23 years after being abducted on his way to kindergarten, one lost boy has finally made his way back home with the help of Google Maps.
Luo Gang, originally from China's Sichuan province, was kidnapped at the age of 5 and taken to the southeastern province of Fujian, nearly 1,000 miles away.
After being abandoned there, Luo was adopted by a family that loved him as their own, and Luo's birth parents eventually gave up their search and adopted a daughter.
But Luo refused to abandon hope of ever finding his biological mother and father.
"Everyday before I went to bed, I forced myself to re-live the life spent in my old home," he told a Fujian news outlet. "So I wouldn’t forget."
Nearly a quarter-century later, his persistence finally paid off.
After posting what little he remembered of his hometown — a crude map with two bridges — to a Chinese website dedicated to "bringing lost babies home," Luo was informed that a couple who reported their son abducted 23 years ago lived in a small town in Sichuan matching the description he provided.

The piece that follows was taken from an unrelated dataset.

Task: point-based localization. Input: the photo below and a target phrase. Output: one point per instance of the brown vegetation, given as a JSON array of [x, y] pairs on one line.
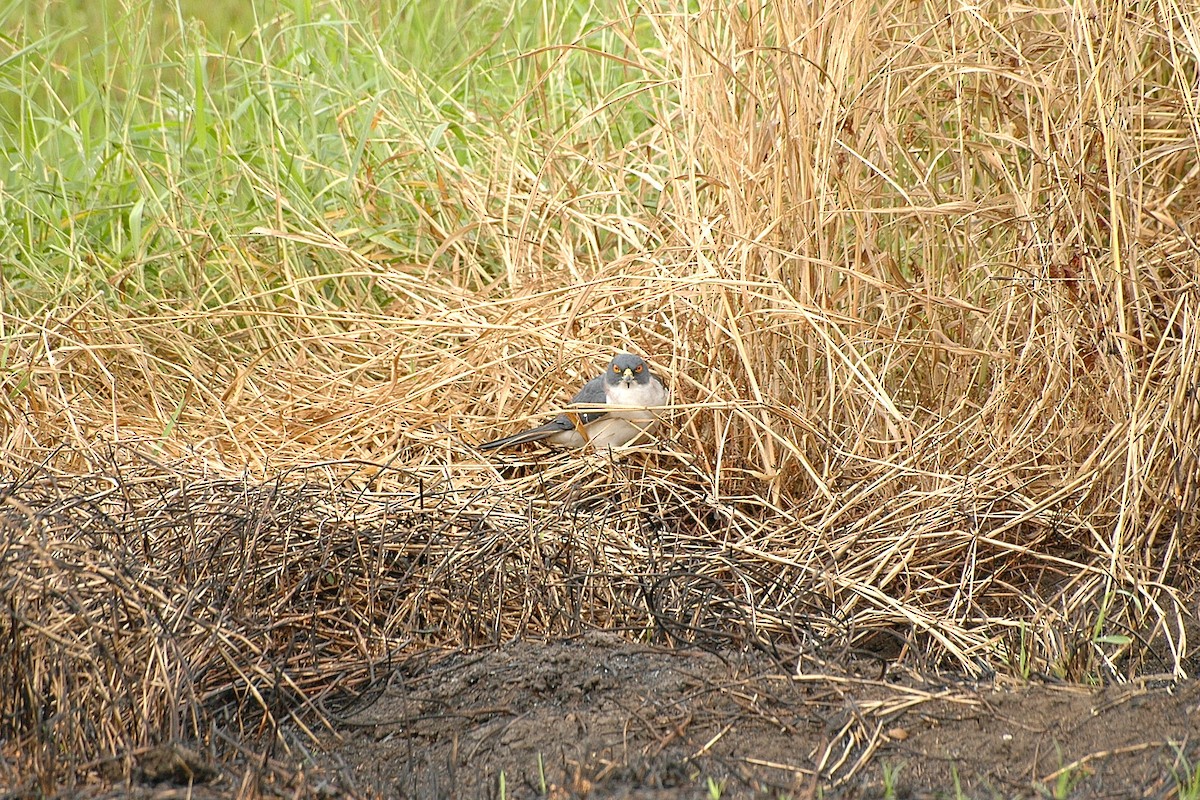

The South China Morning Post reports on what happened next:
Luo searched for pictures of the Sichuan town and found they looked familiar to him. To confirm his suspicions, he turned to the satellite version Google Maps. The minute he zoomed in on an area called “Yaojiaba” near the Sichuan town, Luo recognised the two bridges.
“That’s it! That’s my home,” shouted Luo, in tears.
Not long after, Luo — whose given name, it turns out, is Huang Jun — was finally reunited with his birth parents, Huang Qingyong and Dai Jianfang.
"I felt heartbroken," Luo's mother is quoted as saying. "I couldn't eat or sleep and I cried every day thinking my son was missing and didn't have enough food or clothes out there."
The Daily Telegraph cites the China Daily as reporting that some 76,000 Chinese children go missing each year, with as many as one million currently listed as lost.